The Vysya Bank Ltd.
- Industry: Banking
- Founded: 1930; 96 years ago
- Defunct: 2003; 23 years ago
- Fate: taken over by ING Group in 2002 to form ING Vysya Bank in 2003
- Successor: ING Vysya Bank; Kotak Mahindra Bank;
- Headquarters: Avenue Road, Bangalore, India

= Vysya Bank =

Indian private bank

Vysya Bank was an Indian private bank in Karnataka, India, during 1930–2003.

==History==
Established in 1930s, Vysya Bank was formally incorporated and favours the Arcot Mudaliar community in the city of Bangalore, Karnataka. The state of Karnataka is known as the "cradle of Indian banking" due to the region's bygone banking relationship with several European East India Companies during the 17th, 18th and 19th centuries. Seven of the country's leading banks (Canara Bank, Syndicate Bank, Corporation Bank, Vijaya Bank, Karnataka Bank, State Bank of Mysore, and The Vysya Bank) were originally established in Karnataka.

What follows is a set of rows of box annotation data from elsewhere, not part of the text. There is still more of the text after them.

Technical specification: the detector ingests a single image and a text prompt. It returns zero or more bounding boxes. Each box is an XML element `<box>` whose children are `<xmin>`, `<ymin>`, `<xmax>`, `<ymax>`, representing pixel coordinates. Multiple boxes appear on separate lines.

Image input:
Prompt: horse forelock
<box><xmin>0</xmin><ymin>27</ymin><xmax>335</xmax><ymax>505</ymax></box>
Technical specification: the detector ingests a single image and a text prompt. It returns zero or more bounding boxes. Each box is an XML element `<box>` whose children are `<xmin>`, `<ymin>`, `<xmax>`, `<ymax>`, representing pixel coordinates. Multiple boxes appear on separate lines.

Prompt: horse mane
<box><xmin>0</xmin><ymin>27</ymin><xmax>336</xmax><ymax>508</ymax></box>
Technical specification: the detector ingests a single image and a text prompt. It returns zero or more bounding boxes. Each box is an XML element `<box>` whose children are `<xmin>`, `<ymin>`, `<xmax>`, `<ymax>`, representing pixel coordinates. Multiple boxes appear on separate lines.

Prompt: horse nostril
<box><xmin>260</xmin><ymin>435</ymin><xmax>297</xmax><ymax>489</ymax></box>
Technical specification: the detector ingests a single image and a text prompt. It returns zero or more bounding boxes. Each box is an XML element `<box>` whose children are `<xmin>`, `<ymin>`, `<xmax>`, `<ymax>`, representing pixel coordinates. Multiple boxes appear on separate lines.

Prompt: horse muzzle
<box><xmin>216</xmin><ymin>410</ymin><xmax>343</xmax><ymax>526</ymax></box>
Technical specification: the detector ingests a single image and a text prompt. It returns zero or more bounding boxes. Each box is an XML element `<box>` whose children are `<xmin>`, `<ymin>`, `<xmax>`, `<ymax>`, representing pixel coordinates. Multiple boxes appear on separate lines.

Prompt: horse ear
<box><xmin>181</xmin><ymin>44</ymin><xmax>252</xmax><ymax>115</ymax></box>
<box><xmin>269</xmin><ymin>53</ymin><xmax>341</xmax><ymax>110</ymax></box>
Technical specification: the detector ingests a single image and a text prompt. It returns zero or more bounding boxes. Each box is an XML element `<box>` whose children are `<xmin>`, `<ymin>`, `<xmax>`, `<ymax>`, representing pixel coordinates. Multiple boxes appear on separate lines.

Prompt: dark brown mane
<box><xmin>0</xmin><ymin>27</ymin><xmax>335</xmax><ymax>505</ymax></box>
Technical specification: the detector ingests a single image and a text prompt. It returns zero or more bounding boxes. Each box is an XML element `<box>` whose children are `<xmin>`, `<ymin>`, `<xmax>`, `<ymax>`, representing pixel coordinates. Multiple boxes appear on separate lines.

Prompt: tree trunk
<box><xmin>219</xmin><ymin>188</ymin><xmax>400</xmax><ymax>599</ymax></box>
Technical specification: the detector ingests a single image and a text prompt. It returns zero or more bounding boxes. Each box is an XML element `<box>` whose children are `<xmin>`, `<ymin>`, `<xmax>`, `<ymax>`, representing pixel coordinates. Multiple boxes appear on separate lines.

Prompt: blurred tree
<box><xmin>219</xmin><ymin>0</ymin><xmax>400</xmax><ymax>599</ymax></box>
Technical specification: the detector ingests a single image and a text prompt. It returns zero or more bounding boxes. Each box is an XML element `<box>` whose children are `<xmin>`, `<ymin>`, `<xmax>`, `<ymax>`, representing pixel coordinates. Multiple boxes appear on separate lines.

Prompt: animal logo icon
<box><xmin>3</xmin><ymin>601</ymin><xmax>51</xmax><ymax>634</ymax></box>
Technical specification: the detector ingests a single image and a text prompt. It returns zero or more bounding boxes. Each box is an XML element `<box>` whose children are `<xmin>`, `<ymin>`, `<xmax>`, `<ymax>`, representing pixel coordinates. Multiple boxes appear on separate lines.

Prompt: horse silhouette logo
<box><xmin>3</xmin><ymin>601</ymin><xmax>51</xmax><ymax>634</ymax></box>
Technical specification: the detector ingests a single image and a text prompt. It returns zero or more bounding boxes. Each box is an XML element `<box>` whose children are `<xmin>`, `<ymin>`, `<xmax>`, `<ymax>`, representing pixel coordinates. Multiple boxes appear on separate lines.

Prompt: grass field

From the 1930s through the 1950s, Vysya Bank built its banking business organically in southern India. The bank concentrated on serving the Vysya community, a merchant/trading community operating across Karnataka and Andhra Pradesh.

In 1958, the bank was licensed by the Reserve Bank of India (RBI) to expand its banking operations nationwide.

In 1972, the RBI upgraded Vysya Bank to a national B class bank.

In 1987, Vysya Bank established two independently operating subsidiaries providing equipment leasing and home mortgaging services (Vysya Bank Leasing Ltd and Vysya Bank Housing Finance Ltd, respectively).

In 1994, Vysya Bank began marketing several innovative financial products to the fast-growing Indian middle-class segment (e.g. Vysprime and Vysinvest for NRIs, Vysbuy for consumer financing, Vysmobile for auto loan financing, and Vysequity for common equity financing).

==Take-over==
The major shares of the bank were taken over by ING Group in 2002 and the bank was renamed to ING Vysya Bank in 2003.

In July 2003, Dewan Housing Finance Corporation (DHFL) took over the shareholding of ING in Vysya Bank Housing Finance Ltd and made it a subsidiary of DHFL and changed the name to DHFL Vysya Housing Finance Ltd (DVHFL).